Word of the Week: Yogi, a word for the spiritually wise – art and culture

Yogi (noun), a practitioner of yoga, a person who is an authority on yoga, has practised yoga and attained a higher level of consciousness.

Usage: The Beatles became devotees of Maharishi Mahesh Yogi, who had translated his knowledge of yogic practices into a new science of “Transcendental Meditation”.

The English word yogi comes, of course, from the Hindi योगी (yogī), which in turn is derived from the Sanskrit योगिन्(yogin),which descends from the verbal root yuj (coming from युनक्ति (yunakti), to connect. In Hinduism, the god Lord Shiva and his consort, the goddess Parvati, are often depicted as an emblematic yogi–yogini pair. It must be admitted, however, that in the West, the word “yogi” became popular from the cartoon character, Yogi Bear, who was known for conning tourists out of their picnics – a far cry from the Indian yogi’s meditative practices based on profound religious and spiritual training.

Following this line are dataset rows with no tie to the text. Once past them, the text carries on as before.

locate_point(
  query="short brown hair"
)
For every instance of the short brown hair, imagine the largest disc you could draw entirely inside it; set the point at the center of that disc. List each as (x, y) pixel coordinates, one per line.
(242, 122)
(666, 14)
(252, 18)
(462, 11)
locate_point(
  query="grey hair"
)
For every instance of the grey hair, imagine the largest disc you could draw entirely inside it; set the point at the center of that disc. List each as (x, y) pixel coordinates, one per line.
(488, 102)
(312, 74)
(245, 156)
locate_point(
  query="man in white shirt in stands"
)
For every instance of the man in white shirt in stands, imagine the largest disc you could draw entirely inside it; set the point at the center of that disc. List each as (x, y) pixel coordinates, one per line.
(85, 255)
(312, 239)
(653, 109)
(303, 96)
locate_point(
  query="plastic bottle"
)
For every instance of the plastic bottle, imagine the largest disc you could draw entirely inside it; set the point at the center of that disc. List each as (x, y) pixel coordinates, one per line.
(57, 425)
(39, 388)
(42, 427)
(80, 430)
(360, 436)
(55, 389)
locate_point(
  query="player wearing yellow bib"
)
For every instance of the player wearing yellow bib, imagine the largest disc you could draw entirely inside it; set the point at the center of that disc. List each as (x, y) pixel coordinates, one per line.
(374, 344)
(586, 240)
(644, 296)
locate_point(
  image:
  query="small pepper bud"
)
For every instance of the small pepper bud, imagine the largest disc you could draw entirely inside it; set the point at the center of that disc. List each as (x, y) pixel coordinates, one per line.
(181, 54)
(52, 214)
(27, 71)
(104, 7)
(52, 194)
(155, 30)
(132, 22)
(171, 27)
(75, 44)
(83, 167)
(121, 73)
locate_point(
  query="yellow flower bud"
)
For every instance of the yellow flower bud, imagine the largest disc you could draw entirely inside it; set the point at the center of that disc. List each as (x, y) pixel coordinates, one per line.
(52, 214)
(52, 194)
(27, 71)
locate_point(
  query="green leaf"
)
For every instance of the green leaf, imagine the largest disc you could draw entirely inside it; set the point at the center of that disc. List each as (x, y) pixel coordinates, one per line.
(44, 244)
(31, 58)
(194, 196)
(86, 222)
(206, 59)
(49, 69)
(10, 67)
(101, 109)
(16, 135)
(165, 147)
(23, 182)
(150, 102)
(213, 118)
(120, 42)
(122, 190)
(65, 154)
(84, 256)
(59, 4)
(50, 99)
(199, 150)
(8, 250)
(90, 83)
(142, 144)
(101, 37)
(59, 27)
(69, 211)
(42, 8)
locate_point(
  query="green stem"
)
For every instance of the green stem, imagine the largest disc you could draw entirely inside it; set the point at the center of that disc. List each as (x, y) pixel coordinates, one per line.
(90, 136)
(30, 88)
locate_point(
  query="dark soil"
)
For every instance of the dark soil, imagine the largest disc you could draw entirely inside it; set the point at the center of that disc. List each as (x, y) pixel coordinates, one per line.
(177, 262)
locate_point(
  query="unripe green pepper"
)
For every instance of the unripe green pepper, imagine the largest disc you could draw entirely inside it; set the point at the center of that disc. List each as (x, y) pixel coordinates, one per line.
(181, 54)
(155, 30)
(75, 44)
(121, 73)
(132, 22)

Though the earliest evidence of yogis and their spiritual tradition is found in the Keśin hymn 10.136 of the Rig Veda, which is as old a Hindu tradition as it is possible to get, the term yogin also appears in the Katyayana Shrauta-sutra and in chapter 6 of the Maitri Upanishad, where it means “a follower of the Yoga system , a contemplative saint”. The term also sometimes refers to a person who belongs to the Natha tradition.

While the term yogi clearly has a very specific meaning, it can, by extension, be applied to people who demonstrate the qualities of yogis without necessarily being trained in yoga or meditative practices. I remember describing my old boss, United Nations Secretary-General Kofi Annan, as someone who was “anchored in himself like a yogi”, immune to either pleasure or pressure, able to focus on the challenges before him with serene detachment. To the best of my knowledge he had never practised yoga, but was rather a Wise Man in the African tradition, someone who practised these virtues as hallmarks of personal character rather than as the fruits of a spiritual or religious system.

Yogi Bear is a totally different phenomenon, and I remain at a loss at to why his creators dreamt up his first name, since the avaricious bear in question displays not a single yogic quality. Nor does the other famous American “Yogi”, the baseball player Yogi Berra, who no doubt acquired his monicker only because of the similarity of his Italian-derived surname to that of the eponymous Bear. Still, this has led many Americans to be bemused by the term, precisely because they associate it with a cartoon bear and a baseballer rather than with any other-worldly spiritual wisdom.

On the other hand, we in India have the Chief Minister of Uttar Pradesh, Ajay Bisht, who chooses to go by the name “Yogi Adityanath”. From his sponsorship of a thuggish “Hindu Vahini” to his propensity for proposing changes to the names of towns across the country, there seems nothing remotely Yogi-like about Mr Bisht. Still, it is one of the anomalies of the Hindu faith that there is no single recognized spiritual body to award official certificates of Yogi-hood. Various bodies award the title of Yogi, for people of varying qualifications and spiritual merit. At the end of the day, all that matters, if you want to be a Yogi, is the number of people who are prepared to take you at your word, and accept you as one.